Lori Caldwell’s mantra: “Connecting people to the soil and all that it provides.” Caldwell is based in northern California’s East Bay city of Martinez, CA. The East Bay, though adjacent to California’s Central Valley, aka “America’s Fresh Produce Basket” suffers from food deserts in many of its low-to-moderate income communities.  Caldwell’s goal is to empower these communities to return to a century ago, when families grew their own. That’s why she offers sustainable gardening classes covering composting, healthy soil building, native plants Also Integrated Pest Management for beginning and intermediate home gardeners. She also provides onsite composting consultation and management for homes and businesses, and sheet mulching conversion installation services. Lori’s goal is to help people in the community build beautiful sustainable gardens. 

Check out the EcoCalendar to register for one of Lori’s upcoming classes! 

DEEPER DIVE: EcoCalendar 

 

CENTER FOR BIOLOGICAL DIVERSITY SUES U.S. MARINE FISHERIES ON BEHALF OF CORAL REEFS

According to the Associated Press, an environmental group filed a lawsuit accusing the U.S. government of failing to protect 12 endangered coral species across the Caribbean and the Pacific Ocean that have been decimated by warming waters, pollution and overfishing. The Arizona-based Center for Biological Diversity said it filed the lawsuit against the National Marine Fisheries Service more than two years after the agency proposed to protect more than 6,000 square miles worth of coral habitat but never did so.

The critical habitat designation would cover 5,900 square miles off Puerto Rico, the U.S. Virgin Islands, Florida and the northwestern Gulf of Mexico.
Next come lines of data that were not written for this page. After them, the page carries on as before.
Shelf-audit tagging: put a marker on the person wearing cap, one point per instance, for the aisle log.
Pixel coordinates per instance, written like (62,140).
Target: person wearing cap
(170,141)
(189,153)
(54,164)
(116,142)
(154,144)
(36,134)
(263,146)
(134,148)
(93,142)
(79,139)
It also would cover 230 square miles around islands including Guam and American Samoa in the Pacific. Such a designation could improve water quality in the coastal zone, limit excessive fishing and protect spawning grounds, according to the environmental group, which said “absent bold and immediate action” coral reefs worldwide could collapse over the coming century.

A spokeswoman for the National Oceanic and Atmospheric Administration Fisheries said the agency does not comment on litigation. The Caribbean has five endangered species of coral, including the mountainous star coral, which is largely brown with fluorescent green streaks, and the pillar coral, which was moved from vulnerable to the endangered category in December. The other seven endangered species in the Pacific include the acropora jacquelineae, which resembles a flat plate that can grow up to three feet (1 meter) long.

Corals worldwide have suffered die-offs from pollution, diseases, acidification, over-fishing and an event known as “coral bleaching,” which is caused by warming oceans as a result of climate change. Overall, 23 coral species, which are the building blocks of reefs, are listed as endangered and six as critically endangered, according to the International Union for Conservation of Nature.